Reposting a post I wrote for the Global Health Diaries, the blog of the Global Health Program at the University of Vermont Robert Larner M.D. College of Medicine and the Western Connecticut Health Network. Find the original post here.
In early March, I had a Zoom call with the other community health Peace Corps volunteers I served with in Paraguay from 2014-2016. One of my colleagues still lives in Paraguay and he shared his impression of the Paraguayan response to COVID-19 compared to that of the US this spring: “Here [Paraguay] everything is locked down. Police will stop you if you’re on the street to ask why you’re out. People are getting restless because, as you know, here many people don’t eat if they don’t work. But Paraguay is taking this seriously. It’s mind-blowing to hear what’s happening in the United States. It’s hard to believe the news of people protesting masks and attending large gatherings during these times.”
At the time of that comment, the US was still widely debating the validity of masks and COVID-19 cases and deaths were still increasing. Vermont, where I live, was among the US states that chose a more aggressive public health approach with the hope of containing viral spread. For much of the spring and summer most business in Vermont were closed, including gyms and many restaurants. There was no curfew, however school was cancelled or switched to completely online and wearing masks in public places was mandated. The almost complete shutdown only lasted a few months. In late summer, many businesses in Vermont started to open again. Now, schools are back in session (many school districts have a hybrid of online and in-person classes). As a second-year medical student, I have in-person classes twice a week and online classes three days a week. I am required to get a weekly COVID-19 test and report any new symptoms and contacts daily.
The short shutdown and recent opening of Vermont is in stark contrast with the experiences of my Paraguayan friends during these past 6 months. I’ve remained in contact with friends in the Paraguayan community where I worked when I lived there during my Peace Corps service.
This fall, just as in the spring, my friends in Paraguay are mostly restricted to their homes. When my friends and I spoke in early summer, they said that only a few members of their extended family were still allowed to go to work. One friend shared her perspective on Paraguay’s infrastructure, “Our hospitals can’t take care of people if they get sick,” she said. “We are worried.”
In early September, I got a voice message from one of the Paraguayan women who is like a mother to me. She was on the verge of tears. She is the primary caretake of her 90-year-old mother. In my friend’s message she told me that she is scared that her mother will die of COVID-19. My friend does not have a car. The nearest hospital is 2 hours by bus. I don’t know if the buses are running right now.
I’ve returned to Paraguay twice since leaving, once for a friend’s wedding and once to meet a friend’s son before he turned one. I was planning to visit again this year because two of the children I taught when I worked there will turn 15. In Paraguay, 15 is considered an important birthday and some families have a large, wedding-like birthday party to celebrate.
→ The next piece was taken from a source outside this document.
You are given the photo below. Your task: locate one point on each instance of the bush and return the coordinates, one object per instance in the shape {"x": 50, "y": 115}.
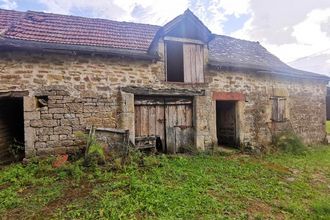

The two children turning 15 are like younger siblings to me and I wanted to see them during their special year.
In late September, realizing that I probably won’t travel anywhere outside of the US soon, I made a traditional Paraguayan drink called cocido. It is a warm beverage made from steeped yerba mate (similar to tea) and burnt sugar. It’s a perfect study beverage for fall and it reminds me of my Paraguayan friends and our times together. I shared a video of making cocido with my Paraguay friends. One of them mentioned that I should make chipa, a traditional Paraguayan biscuit that is often eaten with cocido. “I miss chipa!” I said over text. “I haven’t made it because it’s better in Paraguay. I’ve been waiting to visit again so I can have it there.”
My Paraguayan friend responded, “You should make chipa. Don’t wait to come to Paraguay. You’re not going to be able to come for a long time. Things are not well. Lots of people are getting sick here now. We don’t know what is going to happen with this virus.”
My friend’s comment was in stark contrast to any previous conversation we’d had about me visiting Paraguay. My Paraguayan friends remind me often that I am always welcome in their homes. Before COVID-19, every time we talked they asked when I was returning to Paraguay. Now my friends seem too far away to visit. Yet, despite the feeling that travel to Paraguay is morally forbidden during these times, there is something novel about sharing the same public health crisis in my home country as friends abroad. It is not often that the primary public health concern in the United States is the same as that in Paraguay. It is the first time since I’ve left Paraguay that I feel my life is still intertwined with the lives of my friends in Paraguay. It’s not reassuring, but it is interesting to consider how interconnected our global community is despite the borders, oceans, and mountains that separate us.